Transaction 2 is as follows:

Set A = 10

Set B = 5

Set C = A + B

When high isolation is in place, the value of C will be either 5 or 15, which are the results of either of the transactions. The data will appear as if the three operations of Transaction 1 executed first and the three operations of Transaction 2 executed next. In that case, the value of C is 15. If the operations of Transaction 2 execute first followed by the Transaction 1 operations, then C will have the value 5.

What will not occur is that some of the Transaction 1 operations will execute followed by some of the Transaction 2 operations and then the rest of the Transaction 1 operations.

Here is an execution sequence that cannot occur when isolation is in place:

Set A = 2 (from Transaction 1)

Set B = 5 (from Transaction 2)

Set C = A + B (from Transaction 1 or 2)

This sequence of operations would leave C with the assigned the value of 7, which would be an incorrect state for the database to be in.

Durability

The durability property ensures that once a transaction is executed, the state of the database will always reflect or account for that change. This property usually requires databases to write data to persistent storage—even when the data is also stored in memory—so that in the event of a crash, the effects of the transactions are not lost.
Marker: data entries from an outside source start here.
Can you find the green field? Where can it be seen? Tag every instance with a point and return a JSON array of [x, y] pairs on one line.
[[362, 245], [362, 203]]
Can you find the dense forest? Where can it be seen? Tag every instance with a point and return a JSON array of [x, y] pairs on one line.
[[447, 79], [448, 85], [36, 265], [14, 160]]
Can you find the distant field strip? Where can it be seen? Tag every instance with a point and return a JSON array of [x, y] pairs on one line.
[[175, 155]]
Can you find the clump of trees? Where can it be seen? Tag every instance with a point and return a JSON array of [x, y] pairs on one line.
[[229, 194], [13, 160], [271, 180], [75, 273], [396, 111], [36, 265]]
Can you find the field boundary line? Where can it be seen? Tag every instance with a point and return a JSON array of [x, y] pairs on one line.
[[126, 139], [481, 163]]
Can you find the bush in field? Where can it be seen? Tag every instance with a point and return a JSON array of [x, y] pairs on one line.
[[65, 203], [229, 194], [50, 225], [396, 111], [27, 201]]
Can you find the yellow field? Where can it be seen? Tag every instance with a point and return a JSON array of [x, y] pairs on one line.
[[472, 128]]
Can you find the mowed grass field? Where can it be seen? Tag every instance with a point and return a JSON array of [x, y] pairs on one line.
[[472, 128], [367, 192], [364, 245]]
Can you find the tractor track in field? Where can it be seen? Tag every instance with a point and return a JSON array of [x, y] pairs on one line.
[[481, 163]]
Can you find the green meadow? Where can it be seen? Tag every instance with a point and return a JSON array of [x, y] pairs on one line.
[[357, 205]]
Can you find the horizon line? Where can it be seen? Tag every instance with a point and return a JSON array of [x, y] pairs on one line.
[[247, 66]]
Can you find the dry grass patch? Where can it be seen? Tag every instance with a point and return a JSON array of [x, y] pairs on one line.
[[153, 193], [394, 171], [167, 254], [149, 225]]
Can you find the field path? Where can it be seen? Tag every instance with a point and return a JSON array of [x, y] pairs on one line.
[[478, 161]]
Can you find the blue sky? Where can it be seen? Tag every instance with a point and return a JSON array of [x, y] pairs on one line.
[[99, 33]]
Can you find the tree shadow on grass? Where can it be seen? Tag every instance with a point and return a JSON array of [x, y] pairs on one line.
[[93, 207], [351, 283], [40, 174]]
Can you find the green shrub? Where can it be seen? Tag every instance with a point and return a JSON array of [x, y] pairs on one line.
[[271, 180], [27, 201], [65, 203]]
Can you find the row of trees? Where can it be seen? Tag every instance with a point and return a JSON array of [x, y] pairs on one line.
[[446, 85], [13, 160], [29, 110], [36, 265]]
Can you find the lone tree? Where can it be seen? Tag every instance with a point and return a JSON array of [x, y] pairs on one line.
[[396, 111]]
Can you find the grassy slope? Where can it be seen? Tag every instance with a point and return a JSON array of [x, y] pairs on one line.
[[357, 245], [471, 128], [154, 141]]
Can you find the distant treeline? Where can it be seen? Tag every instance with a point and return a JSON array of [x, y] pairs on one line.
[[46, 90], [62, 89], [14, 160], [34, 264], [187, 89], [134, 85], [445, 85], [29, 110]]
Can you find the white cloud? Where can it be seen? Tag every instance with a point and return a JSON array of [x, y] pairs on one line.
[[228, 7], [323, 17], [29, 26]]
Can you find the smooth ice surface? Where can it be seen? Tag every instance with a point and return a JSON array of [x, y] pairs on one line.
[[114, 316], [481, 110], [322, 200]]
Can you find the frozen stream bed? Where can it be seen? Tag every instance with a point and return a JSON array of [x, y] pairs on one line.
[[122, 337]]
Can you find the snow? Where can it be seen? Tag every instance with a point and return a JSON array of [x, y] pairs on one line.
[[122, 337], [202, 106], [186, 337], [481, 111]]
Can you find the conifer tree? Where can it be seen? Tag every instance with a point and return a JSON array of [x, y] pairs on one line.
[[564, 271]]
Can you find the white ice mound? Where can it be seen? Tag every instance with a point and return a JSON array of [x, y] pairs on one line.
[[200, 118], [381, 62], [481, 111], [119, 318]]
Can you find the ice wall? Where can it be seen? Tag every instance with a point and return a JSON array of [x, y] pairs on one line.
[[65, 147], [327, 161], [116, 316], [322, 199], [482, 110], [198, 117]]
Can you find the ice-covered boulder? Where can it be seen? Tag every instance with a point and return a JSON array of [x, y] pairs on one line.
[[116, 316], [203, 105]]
Google Cloud Platform offers two managed relational database services: Cloud SQL and Cloud Spanner. Each is designed for distinct use cases. In addition to the two managed services, GCP customers can run their own databases on GCP virtual machines.

Cloud SQL

Cloud SQL is a managed service that provides MySQL and PostgreSQL databases.

image At the time of this writing, Cloud SQL for SQL Service is in the alpha stage. The status of this product may have changed by the time you read this. In this book, we will only discuss MySQL and PostgreSQL versions of Cloud SQL.

Cloud SQL allows users to deploy MySQL and PostgreSQL on managed virtual servers. GCP manages patching database software, backups, and failovers. Key features of Cloud SQL include the following:

  • All data is encrypted at rest and in transit.
  • Data is replicated across multiple zones for high availability.
  • GCP manages failover to replicas.
  • Support for standard database connectors and tools is provided.
  • Stackdriver is integrated monitoring and logging.

Cloud SQL is an appropriate choice for databases that will run on a single server. Customers can choose the machine type and disk size for the virtual machine running the database server. Both MySQL and PostgreSQL support the SQL query language.

Relational databases, like MySQL and PostgreSQL, are used with structured data. Both require well-defined schemas, which can be specified using the data definition commands of SQL. These databases also support strongly consistent transactions, so there is no need to work around issues with eventual consistency. Cloud SQL is appropriate for transaction processing applications, such as e-commerce sales and inventory systems.

A limiting factor of Cloud SQL is that databases can scale only vertically, that is, by moving the database to a larger machine. For use cases that require horizontal scalability or support, a globally accessed database, Cloud Spanner, is an appropriate choice.

Cloud Spanner

Cloud Spanner is a managed database service that supports horizontal scalability across regions. This database supports common relational features, such as schemas for structured data and SQL for querying. It supports strong consistency, so there is no risk of data anomalies caused by eventual consistency. Cloud Spanner also manages replication.

Cloud Spanner is used for applications that require strong consistency on a global scale. Here are some examples:

  • Financial trading systems require a globally consistent view of markets to ensure that traders have a consistent view of the market when making trades.
  • Logistics applications managing a global fleet of vehicles need accurate data on the state of vehicles.
  • Global inventory tracking requires global-scale transaction to preserve the integrity of inventory data.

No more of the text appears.